We cannot read a situation clearly unless we can feel. But we have to know what feeling actually is. If we are truly feeling, there are no thought forms. Otherwise we only think we are feeling. Then we can fool ourselves into thinking we are feeling people.
People mistake, by choice, what it means to be with their experience. They believe they only have two options: either sit in the mental skybox and look at their experience, or wallow and drown in their experience. They either stuff or splatter. They then either dissociate or emote, but they do not feel, and they cannot empathize or love.
If we register a feeling from our head, then translate it into words and work with the words, we have chosen not to feel but instead to think about feeling. The difference is gigantic. We have made our internal experience abstract. Abstracting allows for no feeling, no love, and no care; it only allows for doing it “my” way.
If we think our feelings, we are paying attention to a series of ideas that we want to keep – the preset narrative, our preferred story. So we position ourselves where we believe we should be in the story, and that’s it.

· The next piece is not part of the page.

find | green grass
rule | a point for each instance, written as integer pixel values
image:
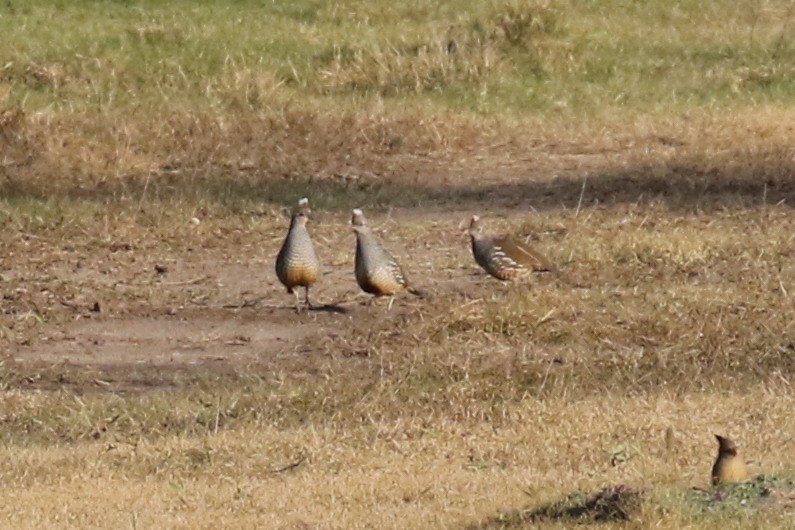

Once we do this, everyone involved, including ourselves, becomes a character, a moving piece in that story. Everybody’s an object, including us.
If we are not feeling and don’t see feeling as the solution, then all we believe we need to do is change our behavior. Behavior modification has nothing to do with feeling. But behavior modification is just a band-aid that will fall off in time. Feeling is closer to our underlying motivation, so it will seep through our behavior modification, no matter how conscientiously we alter our outward behavior. At some point, we have to own and master our feelings, or they will continue to master us. So our solution can’t be “I’m just going to do the opposite of what I would habitually do”. Are you willing to be with your experience, whatever it is, let whatever comes up come up from that experience, and function appropriately?

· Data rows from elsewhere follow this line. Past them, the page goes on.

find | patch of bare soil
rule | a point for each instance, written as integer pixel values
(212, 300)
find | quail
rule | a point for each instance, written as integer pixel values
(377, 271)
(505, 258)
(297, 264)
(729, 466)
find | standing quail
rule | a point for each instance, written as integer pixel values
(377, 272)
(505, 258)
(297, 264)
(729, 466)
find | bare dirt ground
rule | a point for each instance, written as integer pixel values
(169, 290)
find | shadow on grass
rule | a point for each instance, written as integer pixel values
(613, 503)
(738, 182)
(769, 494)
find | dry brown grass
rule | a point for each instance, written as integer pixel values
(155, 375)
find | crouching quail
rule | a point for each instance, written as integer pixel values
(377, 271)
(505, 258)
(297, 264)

Many people who know better than to trust in behavior modification believe that they can bypass their felt experience inwardly. They think that if they get underneath a vibration, they have handled it. But getting underneath a vibration does not mean it has gone away. You will still at some point have to face it, own it, be with it, master it, and transcend it. And you can’t really get underneath a vibration until you have owned it, anyway, so most of these people are fooling themselves from the start.
What these people are in fact doing is trying to evade feeling. But avoiding feeling means that we do not love ourselves enough to be with whatever experience comes up within us. We deny who we really are, see ourselves as having no intrinsic value, and look outside ourselves for justification for our existence. When we do this, our own feelings have no worth to us, and we would rather not acknowledge them. We instead take refuge in “positive” ideas.

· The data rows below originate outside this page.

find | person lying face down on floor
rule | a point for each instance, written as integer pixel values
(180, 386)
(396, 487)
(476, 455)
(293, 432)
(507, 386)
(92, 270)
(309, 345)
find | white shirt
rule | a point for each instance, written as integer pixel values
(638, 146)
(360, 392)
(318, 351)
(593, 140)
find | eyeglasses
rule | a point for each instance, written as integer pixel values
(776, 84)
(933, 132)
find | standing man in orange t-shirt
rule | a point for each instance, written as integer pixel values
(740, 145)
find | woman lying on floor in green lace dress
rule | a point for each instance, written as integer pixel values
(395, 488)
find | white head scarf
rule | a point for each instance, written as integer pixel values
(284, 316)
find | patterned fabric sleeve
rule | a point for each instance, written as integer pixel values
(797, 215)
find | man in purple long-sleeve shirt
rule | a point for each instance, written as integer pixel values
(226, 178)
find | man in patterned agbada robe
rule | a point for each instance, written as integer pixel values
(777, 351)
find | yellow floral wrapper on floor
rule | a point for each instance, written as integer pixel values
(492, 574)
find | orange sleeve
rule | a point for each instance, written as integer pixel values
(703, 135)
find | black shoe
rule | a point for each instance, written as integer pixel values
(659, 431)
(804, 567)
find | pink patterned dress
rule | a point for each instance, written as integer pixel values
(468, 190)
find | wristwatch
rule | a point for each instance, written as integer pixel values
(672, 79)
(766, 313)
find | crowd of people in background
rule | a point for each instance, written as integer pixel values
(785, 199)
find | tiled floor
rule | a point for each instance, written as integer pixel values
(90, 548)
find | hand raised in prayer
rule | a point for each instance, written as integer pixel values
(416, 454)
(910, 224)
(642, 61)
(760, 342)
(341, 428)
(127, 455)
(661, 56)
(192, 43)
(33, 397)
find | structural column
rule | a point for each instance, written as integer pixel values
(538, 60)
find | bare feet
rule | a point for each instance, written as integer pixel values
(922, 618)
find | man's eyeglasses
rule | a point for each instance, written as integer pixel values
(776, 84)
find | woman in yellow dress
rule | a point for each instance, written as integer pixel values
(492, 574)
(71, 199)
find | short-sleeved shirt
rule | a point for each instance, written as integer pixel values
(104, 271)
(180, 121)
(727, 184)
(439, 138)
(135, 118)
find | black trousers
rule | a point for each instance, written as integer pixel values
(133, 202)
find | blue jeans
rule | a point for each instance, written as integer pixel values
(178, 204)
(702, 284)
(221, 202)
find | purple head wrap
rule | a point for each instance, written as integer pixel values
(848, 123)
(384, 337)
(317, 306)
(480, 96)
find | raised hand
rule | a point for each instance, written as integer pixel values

As we go inward, we move from all too apparent, where our feelings are running us completely, to alternating, at which point there are times when we appear to have restraint and awareness. Only when we have attenuated our feelings can we show consistent restraint and appropriate expression. We have owned our feelings and are willing to use them as the situation requires. Eventually we achieve complete mastery of our feelings, which is referred to as dormancy. It is not that we do not feel, but that we feel cleanly and clearly without attachment.
This process of mastering our feelings takes guidance, time, effort, and courage. We need to rely on the Guru to guide us through the maze of our vibrations. It takes time and consistent effort to map the territory of our feelings. And we have to have courage to feel all that we have to feel.
Our models in this practice are the monk and the warrior. The monk and the warrior are very similar, and respect each other. Both have to face the enemy, and the first enemy is ourselves. If we don’t face ourselves, we will never be monks or warriors—or warrior monks, or monk warriors. There is no place here for timidity.
Wimp | Courageous / warrior |
Cautious | Foolhardy |
In The Art of War, Sun Tzu says that in order to be a successful strategist, you must know yourself, know the terrain, and know the enemy. Much of the struggle in our lives, indeed most of it, is with our own feelings. With courage, tenacity, and trust in the Guru, we can own, master, and transcend our inner vibrations and achieve the interior stillness in which Love arises.